I just listened to a story posted by a CBC Radio show out of Vancouver called This is ThatThis satirical radio show made an excellent illustration of how far removing competition from sports could go. They spoke of an “athletic association” who decided to remove the ball from soccer. Although a hilarious concept, the truth is, this message is not far off from the current mentality of some Canadians. I’m sad to say that ball-less soccer might not be too far behind decisions like removing competition from sports.

As an arts & leadership educator for over 15 years, I have spent my entire career focusing on preparing kids for success in life. The choice of this athletic association to remove scoring from soccer in many ways does the exact opposite!

Life is competitive and with the job market now global, young people need to learn a new level of competitiveness in order to stand out and ultimately find success. If children are growing up with competition being removed from their learning how are they supposed to compete in the working world when they graduate university?

It is our job as adults to teach our children that competition is a normal part of life and to give them strategies to cope with that reality. Removing competition from childhood may temporarily increase a child’s self-esteem, but in the long run it does them a disservice because it doesn’t give them the chance to practice winning and losing, which is an everyday part of adulthood.

Children need to learn these crucial leadership skills under the supervision of caring educators and coaches who can help them navigate the ups and downs of competition. That way they will have had practice for the real thing when they get older.

Competition is often a natural part of the arts and I think it is a good thing! You compete for parts in the school play, first chair in orchestra or for the solo in a dance performance. When children learn that life isn’t always fair and that sometimes you win and sometimes you lose, they are learning about life. Don’t get me wrong, sometimes competition goes too far and can put unnecessary pressure on a child. But a healthy dose as a way of practicing for the realities of adulthood is extremely important.

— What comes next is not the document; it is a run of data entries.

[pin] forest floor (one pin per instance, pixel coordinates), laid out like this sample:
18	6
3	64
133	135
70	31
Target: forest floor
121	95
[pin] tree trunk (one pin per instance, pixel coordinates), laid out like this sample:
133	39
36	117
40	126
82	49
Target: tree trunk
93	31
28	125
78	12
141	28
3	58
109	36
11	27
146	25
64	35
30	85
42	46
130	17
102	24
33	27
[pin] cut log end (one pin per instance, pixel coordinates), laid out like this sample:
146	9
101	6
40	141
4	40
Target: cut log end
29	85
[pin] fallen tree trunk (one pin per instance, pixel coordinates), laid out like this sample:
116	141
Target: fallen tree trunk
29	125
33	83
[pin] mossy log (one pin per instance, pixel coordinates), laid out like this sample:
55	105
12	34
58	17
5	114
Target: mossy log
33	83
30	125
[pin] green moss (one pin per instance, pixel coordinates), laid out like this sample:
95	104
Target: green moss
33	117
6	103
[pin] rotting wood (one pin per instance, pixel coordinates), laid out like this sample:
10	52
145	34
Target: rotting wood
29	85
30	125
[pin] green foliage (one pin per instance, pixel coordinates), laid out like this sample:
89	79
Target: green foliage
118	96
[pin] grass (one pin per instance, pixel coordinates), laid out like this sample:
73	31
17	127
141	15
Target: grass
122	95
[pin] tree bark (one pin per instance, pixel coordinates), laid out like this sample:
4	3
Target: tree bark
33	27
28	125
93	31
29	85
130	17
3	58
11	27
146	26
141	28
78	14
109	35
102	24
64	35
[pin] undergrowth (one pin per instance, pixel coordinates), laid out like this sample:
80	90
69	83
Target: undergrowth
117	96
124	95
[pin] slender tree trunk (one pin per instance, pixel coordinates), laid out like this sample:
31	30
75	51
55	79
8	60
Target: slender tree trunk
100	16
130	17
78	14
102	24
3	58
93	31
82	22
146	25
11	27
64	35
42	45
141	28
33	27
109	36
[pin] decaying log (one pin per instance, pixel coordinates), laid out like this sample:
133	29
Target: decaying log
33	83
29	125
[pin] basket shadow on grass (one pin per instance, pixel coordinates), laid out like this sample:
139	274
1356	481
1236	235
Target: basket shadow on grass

Some questions to think about….

  1. Are helicopter parents shielding their children from the pains of competition?
  2. What will happen to those children when they have to compete for jobs later?
  3. Is it that our educators and coaches don’t have the time to reinforce healthy competition?
  4. Are we thinking long-term when we make choices like removing competition from childhood?

There is a reason that young people are graduating university, can’t get a job and move back home with mom and dad. It starts with underdeveloped leadership skills. I hope my fellow Canadians will wake up and realize that there is much more we need to be doing to prepare our children for success in life.